A PaleoBabble reader (Wes) provided some Google Earth coordinates for the alleged undersea city structures I blogged about recently. I plugged in the coordinates and here are two images. Pretty interesting. I have no experience reading satellite photos, but the features are clear.
Here’s what you get with the coordinates:
Here’s a closeup:
Hi Dr. Mike~
Interesting to see this topic resurface. And here of all places. Yay! About two years ago there were images mirroring these that were displayed on some website (no recall) about some submerged/buried ancient SA cities. After much hoopla the imagery claims were debunked as being some sort of computer technology that appears under certain circumstances and within certain parameters. Nonetheless, I did search for the coordinates you displayed and discovered that they indicate a NE coastal zone of…Haiti. Probably nothing. Still I did feel a slight creep factor nudge. Oh well…………………..
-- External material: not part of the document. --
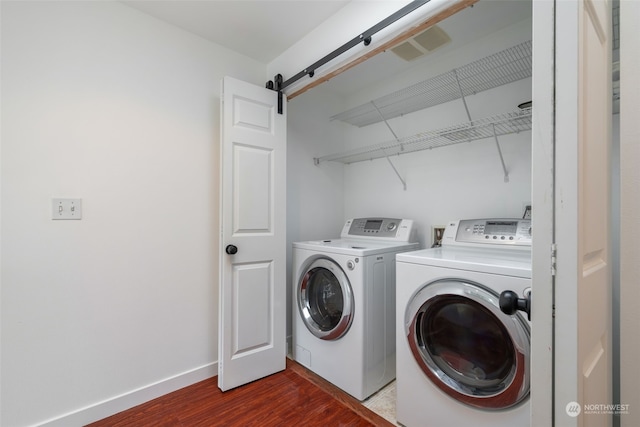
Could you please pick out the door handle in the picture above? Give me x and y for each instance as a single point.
(510, 303)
Looks like a motherboard circuitry :-). Pretty cool.
If you look closely it almost looks like a cicuit board of sorts, Google Earth people have addressed this before (a few years back), something about a dark spot where the image of the circuitry is reflected back of some sorts, if this is true, who knows, I don’t build satelites, but you can see this all over google earth in many different spots. Is this a recoerd of the land before the flood, or just a reflection of the circutry of the lens? You decide.
@blop2008: yes, it does
@Dave in california: it really does look like that. If Google has commented on this. my vote would be for the circuitry. I’ll see if I can find their comments.
there goes that illusion! I used to work on an assembly line putting circuit boards together and, yes…that is exactly what it looks like.
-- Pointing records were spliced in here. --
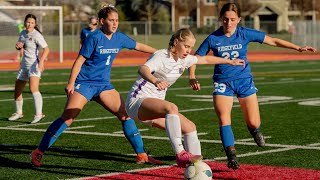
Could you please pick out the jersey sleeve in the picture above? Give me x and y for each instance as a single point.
(255, 35)
(191, 61)
(154, 63)
(40, 41)
(127, 42)
(204, 48)
(82, 35)
(87, 47)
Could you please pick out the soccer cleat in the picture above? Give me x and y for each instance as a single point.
(145, 158)
(36, 157)
(184, 158)
(37, 118)
(259, 139)
(15, 116)
(232, 158)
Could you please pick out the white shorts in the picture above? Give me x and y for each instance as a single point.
(24, 74)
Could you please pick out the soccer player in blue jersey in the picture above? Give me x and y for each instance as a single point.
(231, 42)
(92, 26)
(90, 80)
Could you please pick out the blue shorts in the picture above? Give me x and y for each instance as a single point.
(240, 87)
(91, 91)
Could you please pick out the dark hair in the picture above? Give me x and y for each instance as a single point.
(180, 35)
(35, 19)
(230, 7)
(105, 10)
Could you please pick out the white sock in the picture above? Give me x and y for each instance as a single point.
(192, 143)
(19, 105)
(37, 102)
(173, 129)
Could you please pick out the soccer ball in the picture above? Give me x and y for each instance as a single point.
(198, 171)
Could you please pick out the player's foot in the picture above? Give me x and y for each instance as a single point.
(259, 139)
(232, 158)
(36, 156)
(15, 116)
(37, 118)
(145, 158)
(184, 158)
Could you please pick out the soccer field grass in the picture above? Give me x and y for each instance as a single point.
(94, 144)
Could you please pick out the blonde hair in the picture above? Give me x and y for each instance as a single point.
(105, 10)
(180, 35)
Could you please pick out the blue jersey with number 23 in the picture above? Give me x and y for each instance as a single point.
(233, 47)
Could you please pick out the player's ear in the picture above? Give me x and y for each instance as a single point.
(175, 42)
(101, 21)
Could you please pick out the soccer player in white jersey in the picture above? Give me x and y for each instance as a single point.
(231, 42)
(90, 80)
(146, 99)
(31, 67)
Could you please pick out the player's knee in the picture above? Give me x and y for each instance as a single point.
(171, 109)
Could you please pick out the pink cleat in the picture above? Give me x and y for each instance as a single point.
(184, 158)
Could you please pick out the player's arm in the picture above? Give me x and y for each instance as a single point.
(285, 44)
(219, 60)
(144, 48)
(193, 82)
(43, 58)
(145, 73)
(76, 67)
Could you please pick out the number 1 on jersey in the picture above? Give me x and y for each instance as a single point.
(108, 60)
Just re-read the original article and there is a new link waay at the bottom of new released pics that show “domed” structures which I can juust barely make out (and would not be on a mother board that I can recall). For what it’s worth, if this is really off whatever coast of Haiti, then due to recent events it seems rather likely, don’t you think?
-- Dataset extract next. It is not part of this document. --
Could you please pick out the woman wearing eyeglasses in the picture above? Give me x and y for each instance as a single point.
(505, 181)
Okay, really. For it to be a reflection of the circuitry if physically impossible. Completely different part of the satellite (think of it as a camera).
The new images make it fairly obvious that the images are compression artifacts. Not surprising, as Google Earth went through the same thing a few years ago with a “structure” off the coast of Africa. If you look at any GE image of a large body of water you will see the same sort of shapes. It’s the result of the way in which visual information is stored that only really becomes visible in images of this size.
Ruins discovered a few weeks(months?) ago in SA = real GE find.
This = probably excitement over nothing but totally awesome if it’s real.
@Jonnathan: agreed
@Isabelle Lafreniere: I’ve come across similar explanations; sound reasonable for sure; I haven’t been able to find anything where Google explains this, so if someone comes across that, I’d appreciate a link to it.
@MSH: Google shouldn’t need to explain it. It is an inherent technology quirk, effecting any image. You’ve seen how low quality digital images get all pixelly, right? It’s the same idea. Images get converted into data by the system, but when you want to compress that image down into anything approaching a reasonable file size, the system sort of…makes a data short-hand to help itself remember later what everything looked like. Some of the data gets lost in the process and some of the data gets multiplied to replace it.
So, long story short: the computer knows that these bodies of water are essentially the same color all the way across so it cuts down on how much of the specific information it stores. It probably, judging by the images, is taking a random sampling and blocking colors by where and how often they appear.
I am terrible at explaining this, as my understanding is only very basic but this is what the image looks like to me. I could always be wrong. How cool would it be if I was and it was “Atlantis”?
@Isabelle Lafreniere: interesting; naturally, I’m not holding my breath for Atlantis.